Asheville City Council has big ideas: community reparations, better transit, stronger neighborhoods. But without higher property taxes on city residents, said City Manager Debra Campbell, those ideas won’t become reality.
“We just couldn’t make the numbers work without it,” Campbell said.
During a May 11 work session, Council members heard a presentation by city staff outlining how an effective tax hike of 3 cents per $100 of assessed value would help fund a list of priorities for fiscal year 2021-22. The proposed tax rate of 41.3 cents appears lower than the current rate of 42.89 cents, explained Director of Finance Tony McDowell. However, the median tax bill will still go up from $995 to $1,215 — more than 22% — due to the 27% increase in median property value for city residents assessed by this year’s Buncombe County revaluation.
Budget manager Taylor Floyd noted that not all of the $9.9 million in new funding requests would be paid for through the property tax increase, which is projected to raise $5.7 million beyond a revenue-neutral rate. The city would tap its reserves for a one-time $1.2 million allocation toward its yet-unsupported reparation fund. And $1.7 million in spending would be funded by money that would otherwise be earmarked for vacant positions in the Asheville Police Department.
“We currently have 67 sworn [officer] vacancies. Based on the hiring plan and the turnover rates, we know we can’t fill all those positions next year,” added McDowell. “So we wanted to utilize some of the savings from those vacant positions to do some other things within the Police Department budget and also within some of the other areas of reimaging public safety.”
Other proposed expenses include $7.9 million to boost compensation for city employees as recommended by a recent salary study, $1.1 million to extend bus service hours in line with phase one of the 2018 Transit Master Plan and roughly $1.1 million to fill some of 100 unspecified nonpolice positions currently under a hiring freeze.
Campbell will present a final budget recommendation during the next Council meeting on Tuesday, May 25. A public budget hearing follows on Tuesday, June 8, with the final budget vote scheduled for Tuesday, June 22.
In other news
During its regular meeting held later on May 11, Council voted to implement increases to fees and charges, including a 6% boost to water consumption fees for all users except wholesale customers. Base fees for water customers will also go up based on meter size, with larger meters paying more. Although the average residential user will pay about $2 less bimonthly than in fiscal year 2019-20, further increases are likely in coming years to recover lost revenue from the discontinued water capital fee.
Council members also voted to continue a public hearing to consider changes to homestay rules until May 25. The proposed zoning amendment would allow homestays to include components of a kitchen — a stove, full-size refrigerator or sink — which are currently banned in an effort to prevent long-term housing from being converted into short-term rentals. The new rules would also prohibit the use of detached accessory structures for homestays and require that nonresident property owners be listed as co-hosts on homestay applications.

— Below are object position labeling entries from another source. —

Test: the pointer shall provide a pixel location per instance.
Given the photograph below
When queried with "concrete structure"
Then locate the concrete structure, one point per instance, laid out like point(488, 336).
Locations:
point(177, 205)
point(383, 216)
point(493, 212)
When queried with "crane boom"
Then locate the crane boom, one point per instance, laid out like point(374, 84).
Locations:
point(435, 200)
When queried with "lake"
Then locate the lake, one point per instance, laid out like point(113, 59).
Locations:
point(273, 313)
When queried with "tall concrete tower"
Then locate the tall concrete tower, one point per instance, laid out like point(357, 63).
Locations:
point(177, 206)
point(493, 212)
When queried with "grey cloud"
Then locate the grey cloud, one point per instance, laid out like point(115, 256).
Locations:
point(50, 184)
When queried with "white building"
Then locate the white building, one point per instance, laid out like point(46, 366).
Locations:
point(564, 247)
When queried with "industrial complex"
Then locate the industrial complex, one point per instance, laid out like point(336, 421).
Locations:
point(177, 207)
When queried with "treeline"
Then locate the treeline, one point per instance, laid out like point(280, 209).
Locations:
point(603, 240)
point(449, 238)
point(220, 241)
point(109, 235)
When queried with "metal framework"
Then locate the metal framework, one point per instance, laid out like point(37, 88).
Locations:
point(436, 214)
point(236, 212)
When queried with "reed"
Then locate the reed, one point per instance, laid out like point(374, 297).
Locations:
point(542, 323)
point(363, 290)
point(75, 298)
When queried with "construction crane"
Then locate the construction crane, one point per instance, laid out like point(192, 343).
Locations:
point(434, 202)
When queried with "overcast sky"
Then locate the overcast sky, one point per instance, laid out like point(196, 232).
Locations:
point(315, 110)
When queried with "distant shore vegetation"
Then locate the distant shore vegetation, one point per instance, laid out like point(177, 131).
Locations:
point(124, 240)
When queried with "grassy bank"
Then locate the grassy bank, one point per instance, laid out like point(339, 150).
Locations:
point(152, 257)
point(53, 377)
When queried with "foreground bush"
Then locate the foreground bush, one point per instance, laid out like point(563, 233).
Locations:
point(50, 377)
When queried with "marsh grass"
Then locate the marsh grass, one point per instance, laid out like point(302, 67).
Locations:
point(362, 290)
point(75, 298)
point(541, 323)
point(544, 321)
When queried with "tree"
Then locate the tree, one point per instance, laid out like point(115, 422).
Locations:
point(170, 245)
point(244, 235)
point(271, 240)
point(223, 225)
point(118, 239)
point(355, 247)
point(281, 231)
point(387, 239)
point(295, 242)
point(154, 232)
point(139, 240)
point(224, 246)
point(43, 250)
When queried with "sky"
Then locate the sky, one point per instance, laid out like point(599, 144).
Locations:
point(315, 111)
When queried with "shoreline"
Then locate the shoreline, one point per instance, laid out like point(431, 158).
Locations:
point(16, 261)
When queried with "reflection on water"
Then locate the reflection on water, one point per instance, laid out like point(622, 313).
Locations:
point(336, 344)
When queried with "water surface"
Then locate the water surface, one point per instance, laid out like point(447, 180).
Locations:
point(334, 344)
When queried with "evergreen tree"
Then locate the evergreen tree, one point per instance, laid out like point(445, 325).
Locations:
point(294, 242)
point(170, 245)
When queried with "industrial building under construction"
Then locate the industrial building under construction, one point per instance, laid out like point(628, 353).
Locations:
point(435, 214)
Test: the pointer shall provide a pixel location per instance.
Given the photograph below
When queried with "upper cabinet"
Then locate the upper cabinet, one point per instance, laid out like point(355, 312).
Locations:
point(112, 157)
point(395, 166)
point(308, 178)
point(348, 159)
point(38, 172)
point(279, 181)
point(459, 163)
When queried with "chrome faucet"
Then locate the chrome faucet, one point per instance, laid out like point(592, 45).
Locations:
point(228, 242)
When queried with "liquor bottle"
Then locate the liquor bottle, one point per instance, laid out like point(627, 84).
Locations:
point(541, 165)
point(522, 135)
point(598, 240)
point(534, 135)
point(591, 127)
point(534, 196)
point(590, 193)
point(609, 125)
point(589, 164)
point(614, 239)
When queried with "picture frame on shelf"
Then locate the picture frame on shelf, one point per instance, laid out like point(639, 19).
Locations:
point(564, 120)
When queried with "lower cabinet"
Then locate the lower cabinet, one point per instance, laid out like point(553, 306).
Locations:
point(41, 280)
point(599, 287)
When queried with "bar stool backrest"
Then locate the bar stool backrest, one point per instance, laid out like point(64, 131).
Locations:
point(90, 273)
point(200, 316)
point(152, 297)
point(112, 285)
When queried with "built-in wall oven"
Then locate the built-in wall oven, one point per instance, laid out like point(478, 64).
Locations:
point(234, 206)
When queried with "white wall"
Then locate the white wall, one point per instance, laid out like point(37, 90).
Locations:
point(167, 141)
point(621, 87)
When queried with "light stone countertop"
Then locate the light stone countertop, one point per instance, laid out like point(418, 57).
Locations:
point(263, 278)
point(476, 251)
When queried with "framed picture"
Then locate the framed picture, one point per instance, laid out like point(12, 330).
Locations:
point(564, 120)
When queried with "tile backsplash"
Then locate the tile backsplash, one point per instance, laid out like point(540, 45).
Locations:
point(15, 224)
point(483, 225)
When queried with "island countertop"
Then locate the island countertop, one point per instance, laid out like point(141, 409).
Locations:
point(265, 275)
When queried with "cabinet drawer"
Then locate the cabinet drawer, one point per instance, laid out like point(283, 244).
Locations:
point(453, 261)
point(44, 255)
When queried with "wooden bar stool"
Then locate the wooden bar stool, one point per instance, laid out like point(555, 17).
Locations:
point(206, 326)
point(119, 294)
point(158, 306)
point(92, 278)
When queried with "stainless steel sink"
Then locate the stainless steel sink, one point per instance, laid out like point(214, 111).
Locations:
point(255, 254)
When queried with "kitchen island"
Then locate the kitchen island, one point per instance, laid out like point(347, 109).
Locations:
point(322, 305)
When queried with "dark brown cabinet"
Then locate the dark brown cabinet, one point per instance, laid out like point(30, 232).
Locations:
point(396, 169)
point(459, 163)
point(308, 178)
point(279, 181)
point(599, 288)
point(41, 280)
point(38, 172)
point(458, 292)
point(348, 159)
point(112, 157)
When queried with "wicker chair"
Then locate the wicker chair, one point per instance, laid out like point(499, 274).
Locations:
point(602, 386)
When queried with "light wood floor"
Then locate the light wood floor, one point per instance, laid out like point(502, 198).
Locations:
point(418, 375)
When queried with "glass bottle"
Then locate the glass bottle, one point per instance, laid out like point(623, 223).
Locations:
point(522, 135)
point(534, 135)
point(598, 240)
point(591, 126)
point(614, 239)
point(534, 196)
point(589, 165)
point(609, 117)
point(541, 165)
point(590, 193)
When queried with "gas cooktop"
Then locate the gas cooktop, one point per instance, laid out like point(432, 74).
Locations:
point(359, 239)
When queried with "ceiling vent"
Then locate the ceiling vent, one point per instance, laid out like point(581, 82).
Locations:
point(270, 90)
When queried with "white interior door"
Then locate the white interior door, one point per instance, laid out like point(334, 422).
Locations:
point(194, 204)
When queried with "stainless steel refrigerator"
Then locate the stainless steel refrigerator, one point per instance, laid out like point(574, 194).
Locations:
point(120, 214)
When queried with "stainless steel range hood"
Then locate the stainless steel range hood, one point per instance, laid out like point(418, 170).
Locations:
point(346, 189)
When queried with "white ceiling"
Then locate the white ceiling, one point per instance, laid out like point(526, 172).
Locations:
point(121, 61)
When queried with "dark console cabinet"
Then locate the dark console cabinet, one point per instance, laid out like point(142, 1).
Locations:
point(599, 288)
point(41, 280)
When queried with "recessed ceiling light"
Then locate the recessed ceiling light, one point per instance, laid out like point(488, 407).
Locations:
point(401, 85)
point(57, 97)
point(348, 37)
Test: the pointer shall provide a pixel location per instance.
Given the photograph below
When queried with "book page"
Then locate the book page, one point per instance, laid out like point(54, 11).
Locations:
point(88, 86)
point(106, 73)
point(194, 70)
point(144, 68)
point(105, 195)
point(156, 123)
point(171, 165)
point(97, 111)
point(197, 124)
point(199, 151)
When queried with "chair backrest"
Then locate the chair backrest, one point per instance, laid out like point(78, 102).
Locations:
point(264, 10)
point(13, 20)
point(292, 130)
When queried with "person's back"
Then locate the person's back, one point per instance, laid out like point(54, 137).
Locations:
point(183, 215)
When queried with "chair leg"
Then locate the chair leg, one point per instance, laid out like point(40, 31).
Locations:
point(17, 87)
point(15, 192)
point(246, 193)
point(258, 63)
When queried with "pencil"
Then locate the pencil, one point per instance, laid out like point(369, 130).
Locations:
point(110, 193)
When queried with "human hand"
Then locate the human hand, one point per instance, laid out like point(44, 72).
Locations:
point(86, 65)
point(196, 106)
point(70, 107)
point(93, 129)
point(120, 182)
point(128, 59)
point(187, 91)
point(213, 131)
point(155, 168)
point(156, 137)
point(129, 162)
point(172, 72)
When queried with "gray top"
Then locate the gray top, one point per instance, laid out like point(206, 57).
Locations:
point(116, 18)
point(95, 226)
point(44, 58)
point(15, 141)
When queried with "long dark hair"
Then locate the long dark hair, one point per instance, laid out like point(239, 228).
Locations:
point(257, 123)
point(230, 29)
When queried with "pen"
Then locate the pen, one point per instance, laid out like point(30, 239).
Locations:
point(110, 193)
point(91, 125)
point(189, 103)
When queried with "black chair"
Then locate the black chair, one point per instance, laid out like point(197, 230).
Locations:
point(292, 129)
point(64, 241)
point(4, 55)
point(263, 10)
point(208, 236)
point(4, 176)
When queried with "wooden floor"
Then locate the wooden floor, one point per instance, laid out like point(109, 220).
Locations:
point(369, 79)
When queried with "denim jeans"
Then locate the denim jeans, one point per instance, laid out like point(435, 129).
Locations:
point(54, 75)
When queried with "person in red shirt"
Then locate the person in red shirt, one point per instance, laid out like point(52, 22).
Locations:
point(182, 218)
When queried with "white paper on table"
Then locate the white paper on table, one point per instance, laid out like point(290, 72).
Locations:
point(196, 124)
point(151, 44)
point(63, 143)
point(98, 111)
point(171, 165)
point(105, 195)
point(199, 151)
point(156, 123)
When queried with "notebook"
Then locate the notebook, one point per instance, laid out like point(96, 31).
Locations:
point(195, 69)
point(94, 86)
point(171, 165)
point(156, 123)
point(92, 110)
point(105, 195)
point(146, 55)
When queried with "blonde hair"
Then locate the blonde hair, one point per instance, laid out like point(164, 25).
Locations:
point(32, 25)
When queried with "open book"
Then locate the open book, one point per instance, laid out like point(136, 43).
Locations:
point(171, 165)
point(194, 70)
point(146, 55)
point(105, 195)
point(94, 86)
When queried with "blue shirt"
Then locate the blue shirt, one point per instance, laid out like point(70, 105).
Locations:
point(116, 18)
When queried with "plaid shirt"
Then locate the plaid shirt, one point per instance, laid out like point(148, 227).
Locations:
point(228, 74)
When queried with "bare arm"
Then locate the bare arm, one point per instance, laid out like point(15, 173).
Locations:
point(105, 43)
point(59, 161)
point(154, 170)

Campbell’s, ” We just couldn’t make the numbers work without it”, is all you need to know. Of course you couldn’t. You start with a list of wants, not needs and tack them on. You never look at base costs, you just roll them over.
Be sure to never provide any attrition numbers, excluding fire and police. How many people leaving these lifetime, no stress jobs? Full benefits. Where are the numbers?
Not sure if this article’s author was attempting to blur the reality or if the city provided numbers had that intent.
When you cut through the bs, if the combination of new assessments and new rates increases taxes 22% (per this article) that’s the headline and that’s outrageous.
They don’t care- they just do not care because they have an agenda for all of us to pay for through taxes. Their view- if you don’t like it, move, someone will buy your property in a day’s time and the taxes will continue to pour in….their agenda fulfilled.
Oh and Brooke, be sure to tell us more about the reparations $200k planning expenditure. The “truth telling” by local and national speakers could really be a hoot. Money well spent.
Your city taxes are going up an average of 22%.
Your county taxes are going up an average of 16%.
And affordable housing/wages covering living costs is a top citizen concern. Raising taxes 20% seems like a solid move in that direction.
Almost like the city and county have nothing to do with affordability. I’m not sure who votes for these people, But this is what you get. Higher taxes and poorly executed ideas that will never work. I don’t remember voting for reparations…. oh wait that was the the joke of a city council we have.
Why don’t the tourists who use our infrastructure pay for the improvements! Time to get rid of Campbell!!!! Make neighborhoods stronger-we can’t even get police to respond in my neighborhood!!!!! This council is a joke!